Event: Getting to 30%: Carbon Reduction Success Stories from NYC’s Mayoral Challenge
Location: Center for Architecture, 10.18.10
Speakers: Laurie Kerr — Senior Policy Advisor, Mayor’s Office of Long-Term Planning and Sustainability; Thomas Goldsmith — Director of Environment & Energy Conservation, & Bernadette Lavin — Executive Director of Conference & Auxiliary Services, St. John’s University; Andy Ryan — Senior Director of Engineering and Maintenance, Weill Cornell Medical College; Cecil Scheib — Director of Energy and Sustainability, New York University; Natale DiDonato — Director of Energy Services, Luthin Associates, Inc.
Organizer: AIANY Committee on the Environment

In 2007, as part of PlaNYC, Mayor Bloomberg challenged the city’s universities to reduce carbon emissions 30% by 2030. Seventeen schools have answered the call so far.

From St. John’s University, Thomas Goldsmith and Bernadette Lavin discussed the importance of operations and finance working together. St. John’s has currently achieved a 14% reduction through building management systems (BMS), energy-efficient construction, lighting retrofits, and water-saving measures. But those initiatives were only possible because of a detailed Management & Verification plan, which accurately predicted future savings and allowed the university to secure a loan.

“A lot of the things we’ve done so far to save energy are not pure rocket science,” said Andy Ryan from Weill Cornell Medical College. “They are basic things that could be done in any new building or any renovation project.” But at Weill Cornell, those basic things — BMS, exhaust heat recovery, variable-speed fans — are crucial, because medical and lab facilities are so energy-intensive.

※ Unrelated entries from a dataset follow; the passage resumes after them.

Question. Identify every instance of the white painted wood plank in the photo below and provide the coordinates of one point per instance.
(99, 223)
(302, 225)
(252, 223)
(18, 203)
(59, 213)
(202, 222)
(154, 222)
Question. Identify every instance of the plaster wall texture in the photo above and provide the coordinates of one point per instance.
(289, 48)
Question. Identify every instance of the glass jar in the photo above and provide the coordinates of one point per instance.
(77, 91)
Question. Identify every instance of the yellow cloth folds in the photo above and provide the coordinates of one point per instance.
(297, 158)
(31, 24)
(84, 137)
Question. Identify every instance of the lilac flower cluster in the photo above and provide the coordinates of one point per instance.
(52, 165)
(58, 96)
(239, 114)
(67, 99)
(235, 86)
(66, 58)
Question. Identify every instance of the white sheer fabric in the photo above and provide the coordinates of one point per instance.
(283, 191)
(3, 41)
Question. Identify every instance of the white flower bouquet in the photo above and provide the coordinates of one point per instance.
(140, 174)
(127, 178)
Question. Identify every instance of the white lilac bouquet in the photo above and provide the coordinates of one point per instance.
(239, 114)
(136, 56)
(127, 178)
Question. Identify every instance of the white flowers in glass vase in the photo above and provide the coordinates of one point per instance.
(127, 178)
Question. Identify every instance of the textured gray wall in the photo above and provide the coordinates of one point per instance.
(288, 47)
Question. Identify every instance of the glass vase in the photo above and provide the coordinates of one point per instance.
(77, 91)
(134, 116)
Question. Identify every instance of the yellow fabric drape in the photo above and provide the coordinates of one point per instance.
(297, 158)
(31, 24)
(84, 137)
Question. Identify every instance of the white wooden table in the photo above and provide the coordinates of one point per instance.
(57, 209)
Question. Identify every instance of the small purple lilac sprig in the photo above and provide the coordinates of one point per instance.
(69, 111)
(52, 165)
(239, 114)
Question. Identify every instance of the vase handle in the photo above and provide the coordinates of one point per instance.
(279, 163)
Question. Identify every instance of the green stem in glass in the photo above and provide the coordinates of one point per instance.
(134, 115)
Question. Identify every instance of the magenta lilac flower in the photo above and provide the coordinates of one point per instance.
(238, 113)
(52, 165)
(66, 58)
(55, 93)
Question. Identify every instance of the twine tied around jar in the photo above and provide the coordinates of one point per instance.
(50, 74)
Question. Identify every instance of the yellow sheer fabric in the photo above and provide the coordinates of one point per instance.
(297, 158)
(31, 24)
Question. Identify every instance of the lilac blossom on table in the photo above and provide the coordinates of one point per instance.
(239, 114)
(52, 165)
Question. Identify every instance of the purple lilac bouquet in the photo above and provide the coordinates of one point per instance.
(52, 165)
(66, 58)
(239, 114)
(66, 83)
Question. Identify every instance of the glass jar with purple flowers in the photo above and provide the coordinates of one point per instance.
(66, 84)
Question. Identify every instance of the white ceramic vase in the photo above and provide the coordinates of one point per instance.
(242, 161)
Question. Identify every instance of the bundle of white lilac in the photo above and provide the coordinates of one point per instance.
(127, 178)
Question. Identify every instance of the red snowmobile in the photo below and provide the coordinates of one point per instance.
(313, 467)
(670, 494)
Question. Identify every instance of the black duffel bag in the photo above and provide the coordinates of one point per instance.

Ryan also noted that the New York State Energy Research and Development Authority (NYSERDA), helped provide funding for all of the universities represented on the panel.

More than the technical or financial aspects, New York University’s Cecil Scheib emphasized the social implications of green initiatives. “Learning to save energy is not only about building operators or the architects having a plan,” he said. “For a building to be a living organism, it has to have users realize what’s going on. They play a part.” He said that because NYU students clearly understand how energy usage affects operating costs — i.e. tuition — they are willing to support initiatives even when it requires some adjustments to their habits.

In the end, said Natale DiDonato of Luthin Associates, the mayor’s challenge only catalyzed carbon-reducing initiatives that were already beginning to develop. “The motivation is coming from a lot of different directions,” he said: “Competing for students, looking good compared to the other universities, and you’ve got all these engineers waiting in the wings to get some new toys… So the mayor’s challenge, from that standpoint, really gave everybody some focus.”